Он разговаривал с ней то на «вы», то на «ты», называл даже не по фамилии, а «подозреваемая». И требовал только одного: признания. Инна понимала: ее хотят взять измором. Им надо, чтобы она призналась, и тогда не придется корячиться, искать настоящего убийцу.
Она всякое слышала про милицию и прокуратуру, в основном плохое. Недавно какая-то правозащитница по телевизору рассказывала, что, прежде чем нашли белорусского маньяка Михасевича, четырнадцать человек признались. Четырнадцать
Однако в глубине души Инна не верила, считала все это не то чтобы полным враньем, но преувеличением. Люди любят ужасы рассказывать, а на самом деле справедливость все-таки торжествует.
Ночью на вонючих нарах она старалась поудобней положить голову, чтобы шея не болела. Был бы шарфик какой-нибудь шерстяной, она бы закутала шею, стало бы легче. Но ничего не было, ничего. А главное, не было справедливости. Почему этот ублюдок, милицейский врач, не разглядел синяк? Не захотел разглядеть. Все они заодно.

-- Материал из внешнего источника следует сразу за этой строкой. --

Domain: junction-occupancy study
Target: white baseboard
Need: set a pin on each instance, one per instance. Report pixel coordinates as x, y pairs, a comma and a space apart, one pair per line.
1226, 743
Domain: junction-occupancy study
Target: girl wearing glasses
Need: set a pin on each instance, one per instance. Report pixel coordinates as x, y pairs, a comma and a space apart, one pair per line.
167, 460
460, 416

Она вдруг вспомнила, как однажды, совсем недавно, сидела в метро на лавочке и ждала подругу. А рядом сидела молодая мамаша с ребенком лет трех. Мальчик плакал, капризничал, бедная мамаша уговаривала его, а он орал, требовал мороженое сию минуту. Не хотел слушать, что в метро мороженое не продается. Мимо проходил милиционер, симпатичный такой, с усиками. И мамаша сказала:
— Вот будешь плакать, тебя милиционер заберет. А он вдруг подошел, присел на корточки, погладил ребенка по головке и говорит:
— Не бойся, маленький. Никто тебя не заберет. Не бойся милиционеров.

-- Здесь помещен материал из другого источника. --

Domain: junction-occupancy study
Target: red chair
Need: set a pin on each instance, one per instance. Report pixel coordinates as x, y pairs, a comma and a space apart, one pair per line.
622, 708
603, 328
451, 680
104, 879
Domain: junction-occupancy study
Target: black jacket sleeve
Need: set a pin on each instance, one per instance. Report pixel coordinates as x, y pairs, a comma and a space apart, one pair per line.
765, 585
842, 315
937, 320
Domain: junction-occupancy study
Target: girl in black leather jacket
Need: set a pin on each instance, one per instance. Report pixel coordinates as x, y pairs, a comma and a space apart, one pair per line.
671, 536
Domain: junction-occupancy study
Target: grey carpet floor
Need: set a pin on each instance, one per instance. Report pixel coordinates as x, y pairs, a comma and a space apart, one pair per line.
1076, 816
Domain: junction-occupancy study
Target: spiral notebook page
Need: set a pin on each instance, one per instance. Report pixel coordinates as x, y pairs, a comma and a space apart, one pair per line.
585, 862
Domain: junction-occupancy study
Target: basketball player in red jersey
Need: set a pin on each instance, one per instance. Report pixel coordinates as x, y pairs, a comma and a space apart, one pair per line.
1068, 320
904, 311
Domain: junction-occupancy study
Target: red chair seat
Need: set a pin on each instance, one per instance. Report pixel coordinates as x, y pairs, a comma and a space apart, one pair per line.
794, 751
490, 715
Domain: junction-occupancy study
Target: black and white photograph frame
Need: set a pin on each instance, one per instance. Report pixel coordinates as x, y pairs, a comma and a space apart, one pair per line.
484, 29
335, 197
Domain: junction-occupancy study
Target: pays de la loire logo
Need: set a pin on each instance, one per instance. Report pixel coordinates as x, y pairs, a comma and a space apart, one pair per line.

А потом к мамаше обратился:
— Что же вы делаете? Зачем вы нами детей пугаете? Звери мы, что ли?
Инна тогда подумала: действительно, нехорошо детей милицией пугать.
Однако вот ведь, оказывается, и правда, звери они. Арестовали невиновного человека, посадили с воровками-проститутками и хотят только одного: чтобы Инна на себя наговорила, чтобы самое себя в зону отправила, к их удовольствию.
Задремала она только на рассвете, и сразу ее разбудили. Она бы еще поспала под утренний шум камеры, но раздался голос:
— Зелинская, к следователю!
Он был не один в кабинете. У окна стоял и курил человек в милицейской форме. Инне жутко захотелось курить, но попросить она не решилась. От тусклых отечных глазок этого следователя у нее мурашки по спине бежали. Инна кожей чувствовала: он вовсе не уверен в ее виновности. Какой же сволочью надо быть, чтобы заставлять признаться…
Тот, что стоял у окна, повернулся лицом, и Инна сразу его узнала. Надо же, тот самый, с усиками, который подошел в метро. Она его так хорошо запомнила потому, что очень удивилась: вот ведь человек, не поленился, подошел. Важно ему, что о них, о милиции, говорят детям… Не понимая, что на нее нашло, она вдруг сказала, тихо и внятно:
— А вы все-таки звери, оказывается. И правильно вами детей пугают. Звери вы, граждане милиционеры.
— Подозреваемая, прекратите! — Следователь шарахнул кулаком по столу. — За оскорбление при исполнении полагается…
— Да ладно вам, — махнул на него рукой усатый. — Инна Валерьевна, как вы себя чувствуете?
— Отлично! Мне здесь, в КПЗ, отлично! — буркнула Инна.
— Как ваша шея?
У Инны на секунду остановилось сердце. Неужели все-таки решили искать настоящего убийцу?